Я опустился на одну из резных скамей, которые находились в этой прихожей, а старик Бузио стоял возле меня, несколько успокоившись насчет того, что, если мадонне понадобится помощь, она будет ей оказана. А из-за дверей нам было слышно, как он там бушует. Снова раздался звон разбитого стекла, когда он грохнул кулаком по столу. С полчаса, наверное, продолжалась эта буря, причем ее голоса мы почти не слышали. Один раз только она рассмеялась, это был холодный пронзительный смех, резкий, как острие ножа, и я вздрогнул, ибо слышать его было неприятно.
Наконец дверь отворилась, и он вышел из столовой. Лицо его пылало, он дико поводил вокруг налитыми кровью глазами. На мгновение он задержался на пороге, однако мне кажется, что поначалу он нас не заметил. Он обернулся через плечо, чтобы бросить еще один взгляд на жену, которая по-прежнему сидела за столом, отчетливо выделяясь своим белым платьем на фоне темно-голубой обивки стен.
– Я вас предупредил, – сказал он. – Прошу этого не забывать. – И он пошел прочь.
Заметив наконец меня, он оскалил свои порченые зубы в саркастической усмешке. Однако обратился он не ко мне, а к Бузио.
– Вели оседлать моего мула, так чтобы через час он был готов, – сказал он и пошел наверх, чтобы приготовиться к отъезду. Похоже было на то, что Джулиане удалось рассеять его подозрения.
Я вошел в столовую, чтобы ее утешить, так как она рыдала, расстроенная этой жестокой сценой. Но она показала мне знаком, чтобы я уходил.
Я не был бы ее другом, если бы не повиновался ей без дальнейших расспросов.
Время близилось к вечеру, когда Асторре Фифанти тронулся в путь.
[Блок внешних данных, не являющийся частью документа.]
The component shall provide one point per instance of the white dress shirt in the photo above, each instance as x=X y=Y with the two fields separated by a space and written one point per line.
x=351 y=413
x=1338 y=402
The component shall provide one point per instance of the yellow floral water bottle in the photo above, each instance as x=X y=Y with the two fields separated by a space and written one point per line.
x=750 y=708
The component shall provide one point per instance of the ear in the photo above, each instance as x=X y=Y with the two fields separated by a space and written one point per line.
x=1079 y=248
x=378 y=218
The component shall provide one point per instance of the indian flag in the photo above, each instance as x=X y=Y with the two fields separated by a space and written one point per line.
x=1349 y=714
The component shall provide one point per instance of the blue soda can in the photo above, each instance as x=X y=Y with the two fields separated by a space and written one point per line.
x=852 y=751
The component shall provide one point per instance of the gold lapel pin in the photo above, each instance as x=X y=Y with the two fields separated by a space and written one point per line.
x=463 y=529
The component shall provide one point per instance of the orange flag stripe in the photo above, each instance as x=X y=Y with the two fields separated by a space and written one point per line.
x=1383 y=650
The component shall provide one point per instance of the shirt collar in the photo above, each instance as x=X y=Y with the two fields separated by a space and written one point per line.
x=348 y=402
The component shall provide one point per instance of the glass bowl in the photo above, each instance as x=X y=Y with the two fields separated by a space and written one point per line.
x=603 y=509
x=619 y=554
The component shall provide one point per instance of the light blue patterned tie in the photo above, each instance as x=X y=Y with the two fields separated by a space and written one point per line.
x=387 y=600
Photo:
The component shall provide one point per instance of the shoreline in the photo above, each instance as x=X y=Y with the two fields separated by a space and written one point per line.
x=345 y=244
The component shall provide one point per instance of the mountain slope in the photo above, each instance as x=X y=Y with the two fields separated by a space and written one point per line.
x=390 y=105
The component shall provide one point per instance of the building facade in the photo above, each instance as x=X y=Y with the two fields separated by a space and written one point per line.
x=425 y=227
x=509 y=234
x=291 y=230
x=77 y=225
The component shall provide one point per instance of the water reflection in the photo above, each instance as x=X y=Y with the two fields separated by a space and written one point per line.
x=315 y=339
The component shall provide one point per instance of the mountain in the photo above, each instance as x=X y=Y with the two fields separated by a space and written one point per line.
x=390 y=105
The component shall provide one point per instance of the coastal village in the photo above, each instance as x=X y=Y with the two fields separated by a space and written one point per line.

Он обратился ко мне с несколькими словами, уведомив меня о том, что вернется через четыре дня, что бы там ни случилось, дав мне задание на это время и попросив, чтобы я не отлучался из дома и соблюдал благоразумие в его отсутствие.
Из окна моей комнаты я видел, как доктор взгромоздился на своего мула. На поясе у него висела шпага, но одет он был по-прежнему в свою нелепую старую мантию, а на ногах у него были все те же, слишком большие для него туфли, так что было ясно: не успеет он отъехать, как у него начнутся неприятности со стременами.
Я видел, как он пришпорил пятками мула и поехал не спеша по короткой аллее, которая вела от ворот. Выехав на дорогу, он остановил мула и постоял, разговаривая с мальчишкой, который вертелся поодаль, – тот обычно исполнял разные поручения по дому и в саду, словом, там, где было нужно.
Все это видела и Джулиана, она наблюдала за его отъездом из своей комнаты, которая находилась ниже этажом. Она придала этому мелкому эпизоду гораздо большее значение, чем я, но мне это стало ясно только значительно позже.
Наконец Фифанти снова тронулся в путь, и я видел, как он ехал по длинной серой дороге, которая вилась вдоль реки, пока наконец не скрылся из вида. Я надеялся, что навсегда. Какое это было бы для меня счастье, если бы эта глупая надежда осуществилась!
В тот вечер я ужинал в одиночестве, если не считать старика Бузио, который мне прислуживал.
Монна прислала сказать, что будет ужинать у себя в комнате.
После того как я поужинал и наступила ночь, я поднялся в библиотеку и, заперев дверь, попытался читать при свете трех тоненьких фитильков высокой бронзовой лампы, стоявшей на столе. Мне досаждали ночные бабочки и мошки, так что я плотно задвинул занавеси на открытом окне и приготовился корпеть над начальными строками Эсхилова «Прометея».
Мои мысли, однако, были далеко от того, что происходило с сыном Иапета, и наконец я отбросил книгу и предался собственным размышлениям, сомнениям и предположениям. Я серьезно пытался разобраться в себе самом. Я исследовал не только мою совесть, но и сердце и душу и обнаружил, что я самым прискорбным образом удалился от тропы, которая была мне уготована. Так я сидел до ночи, пытаясь решить, что мне следует делать.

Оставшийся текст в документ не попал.